Selon des données sur la mobilité, ce phénomène s’observe déjà dans les villes américaines. Unacast, entreprise de localisation de téléphones cellulaires, a déclaré dans un rapport publié récemment que de nouveaux résidents s’étaient installés dans les grandes villes de New York en janvier et février 2021. Ce retour pourrait avoir des conséquences appréciables sur l’activité du marché de l’habitation, car les gens pourraient opter pour la location plutôt que pour l’achat d’une maison.  Comme nous le soulignions dans notre récent rapport, la demande de logements locatifs revient peu à peu à la normale dans les centres urbains. Toutefois, une faiblesse persistante des coûts d’emprunt et une reprise vigoureuse de l’économie pourraient soutenir les ventes et les prix des maisons. 
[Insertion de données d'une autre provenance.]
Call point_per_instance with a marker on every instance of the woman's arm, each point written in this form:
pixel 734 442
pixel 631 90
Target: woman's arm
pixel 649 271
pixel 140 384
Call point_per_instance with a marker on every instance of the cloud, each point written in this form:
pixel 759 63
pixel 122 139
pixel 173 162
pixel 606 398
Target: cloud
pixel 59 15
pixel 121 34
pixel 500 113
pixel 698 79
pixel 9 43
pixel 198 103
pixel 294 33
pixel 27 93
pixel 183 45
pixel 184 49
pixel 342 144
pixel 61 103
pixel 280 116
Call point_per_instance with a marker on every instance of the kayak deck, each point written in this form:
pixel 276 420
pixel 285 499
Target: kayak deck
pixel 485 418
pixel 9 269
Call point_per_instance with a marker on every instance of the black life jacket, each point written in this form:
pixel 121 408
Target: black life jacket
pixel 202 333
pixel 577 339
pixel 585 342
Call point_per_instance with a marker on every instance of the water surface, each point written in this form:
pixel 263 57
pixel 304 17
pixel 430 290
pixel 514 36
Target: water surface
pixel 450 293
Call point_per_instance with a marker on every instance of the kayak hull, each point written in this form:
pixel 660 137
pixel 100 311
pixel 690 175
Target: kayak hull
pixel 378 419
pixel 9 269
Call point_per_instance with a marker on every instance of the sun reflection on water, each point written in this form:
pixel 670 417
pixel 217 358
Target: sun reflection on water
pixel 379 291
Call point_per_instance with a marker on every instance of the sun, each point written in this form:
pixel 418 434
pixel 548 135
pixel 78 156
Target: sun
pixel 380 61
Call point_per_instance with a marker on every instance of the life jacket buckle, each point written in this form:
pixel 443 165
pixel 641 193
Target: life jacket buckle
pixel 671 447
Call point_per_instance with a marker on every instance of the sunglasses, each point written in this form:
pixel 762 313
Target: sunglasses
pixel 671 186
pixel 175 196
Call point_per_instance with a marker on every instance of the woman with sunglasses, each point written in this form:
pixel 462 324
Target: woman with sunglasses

Il est difficile de dire pour l’instant comment le marché américain de l’habitation évoluera d’ici la fin de 2021, mais un revirement de tendances pourrait laisser présager des changements au nord de la frontière. Cela dit, certains facteurs sont propres au Canada. Si la crainte de rater une occasion persiste ou si les spéculateurs deviennent des acteurs plus importants, l’activité du marché de l’habitation pourrait demeurer plus forte au Canada qu’aux États-Unis à court terme. Une telle situation exacerberait alors le problème d’abordabilité de ce côté-ci de la frontière, ce qui augmenterait le risque de baisse à moyen terme, surtout si les décideurs tentent de mettre en œuvre des politiques pour freiner la demande de logements. Une solide reprise de l’immigration en 2022 pourrait toutefois amortir le coup. Beaucoup d’incertitude subsiste, mais, pour l’instant, les marchés de l’habitation au Canada et aux États-Unis demeurent en pleine effervescence. 

End Notes

  1. La période 2018-2019 est utilisée aux fins de comparaison historique parce que les ventes de logements existants étaient relativement stables à cette époque dans les deux pays et permettent une comparaison récente. 
  2. Il convient de signaler qu’au cours des derniers mois, l’écart entre les taux hypothécaires américains et canadiens s’est resserré, notamment parce que l’amélioration des perspectives de croissance a fait grimper les taux à long terme.
  3. Consulter les résultats du sondage au https://marketing.rlpnetwork.com/Communications/Sondage_demographique_de_Royal_LePage_2021_tableau.pdf
  4. Les données américaines datent d’avant février, et le mauvais temps pourrait expliquer la récente baisse. Une augmentation des nouvelles inscriptions est possible à moyen terme, mais ne permettrait pas de combler l’écart par rapport aux ventes de maisons au Canada.
  5. En raison des données limitées, nous ne pouvons déterminer avec précision l’ampleur de la spéculation au Canada et aux États-Unis.
  6. La série de données sur les conditions d’octroi de prêts aux États-Unis utilisée dans le graphique 7 indique si les normes de crédit applicables aux prêts hypothécaires résidentiels admissibles accordés par les institutions financières spécialisées d’intérêt public se sont resserrées au cours des trois derniers mois.